A large number of platforms have already sent to the regulator a VO (a first version) of their application for agreement to ensure the completeness of their demand. A few have already sent in their application for agreement officially. Most platforms will wait until July to submit their application for approval on the dedicated portal in order to ensure that they benefit from the French regulatory statute (and in particular the threshold of 8 million euros in capital) until the last moment.

Do you expect that certain European countries will emerge as jurisdictions of preference for platforms to offer pan-European securities? If so, which countries do you believe are well-positioned?

Florence de Maupeou: Probably Germany, the Netherlands, Belgium, Italy, and Spain.

There are certain challenges to offering securities across all EU Members – like cost to the issuer or platform.

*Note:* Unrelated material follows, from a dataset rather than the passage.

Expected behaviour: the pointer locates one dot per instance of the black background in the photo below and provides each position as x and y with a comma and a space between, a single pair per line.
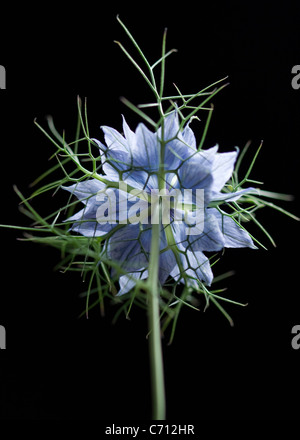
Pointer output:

What are some of the biggest hurdles?

Florence de Maupeou: The main obstacles that we identify at this stage are :

    • Pan-European communication on issuing offers. If it must be translated into several languages, it may be expensive and therefore a burden. Similarly, if the KIIS must be translated and the responsibility for the translation lies with the issuer, it may be hesitant to open its fundraising to countries other than its country of origin.
    • Taxation, specific to each European country, will also be a major obstacles

How many of your member platforms expect to take advantage of pan-European crowdfunding rules?

Florence de Maupeou: It’s hard to say. If the “pan-European” aspect of the regulations is obviously appreciated, many other points are blocked in the European regulations and some (such as article 8 on conflicts of interest) call into question the business model of certain platforms.

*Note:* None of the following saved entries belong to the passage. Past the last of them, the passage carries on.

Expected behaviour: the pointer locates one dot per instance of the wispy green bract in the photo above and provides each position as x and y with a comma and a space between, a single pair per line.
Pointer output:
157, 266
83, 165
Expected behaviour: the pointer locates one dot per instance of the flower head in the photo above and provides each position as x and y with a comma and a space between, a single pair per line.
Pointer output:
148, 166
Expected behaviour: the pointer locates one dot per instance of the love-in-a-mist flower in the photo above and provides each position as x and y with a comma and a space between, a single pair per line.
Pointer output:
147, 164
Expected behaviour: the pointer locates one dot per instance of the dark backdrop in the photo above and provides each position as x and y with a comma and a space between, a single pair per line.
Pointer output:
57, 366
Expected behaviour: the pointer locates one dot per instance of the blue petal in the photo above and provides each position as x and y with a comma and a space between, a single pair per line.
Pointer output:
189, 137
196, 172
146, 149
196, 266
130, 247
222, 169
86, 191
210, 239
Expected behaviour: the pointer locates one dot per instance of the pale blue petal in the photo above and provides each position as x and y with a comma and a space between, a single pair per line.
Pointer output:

You have requested a transition period to access the statute of European Crowdfunding Service Provider. Why is this?

Florence de Maupeou: The deadline of November 2022 seems too short for the sector to obtain the ECSP statute in good conditions. Indeed, there are remaining some decisive pending questions and the publications of technical standards. Moreover, the French crowdfunding sector is flourishing, and there is a risk of a traffic jam for the agreement request.

Are you optimistic for sector growth for online securities offerings in the EU, in the long run?

Florence de Maupeou: On a European level, this new regulation should boost the sector in certain countries where it’s currently poorly regulated and little used. On a French level, the crowdfunding sector has experienced a nice growth over the past 10 years. It almost reached a collective of €2 billion in 2021, with 84% growth.

The European regulation is likely to slow down because of the threshold limited to €5 million (instead of the €8 million that we currently know) and because of the “heaviness” of the compliance and the requirements (in terms of prudential requirements, for example).

Is there a risk of too many platforms and too few deals?

Florence de Maupeou: I don’t think so. The European Regulation will just enable the strongest platforms to operate.

Over time, what do you think policymakers can do to improve the ecosystem?

Florence de Maupeou: Have more confidence in the sector and the players to change the regulations so that they are not dissuasive to the stakeholders. In France, the regulatory framework was created in 2014. In the beginning, issuers could only raise up to €1 million on the platforms. The threshold has gradually changed to reach €8 million in 2019.

What are your thoughts on secondary markets for crowdfunded securities?

Florence de Maupeou: This is something we obviously must move towards. The simple bulletin board permitted by the regulation is a good start, but more needs to be done to facilitate the liquidity of securities.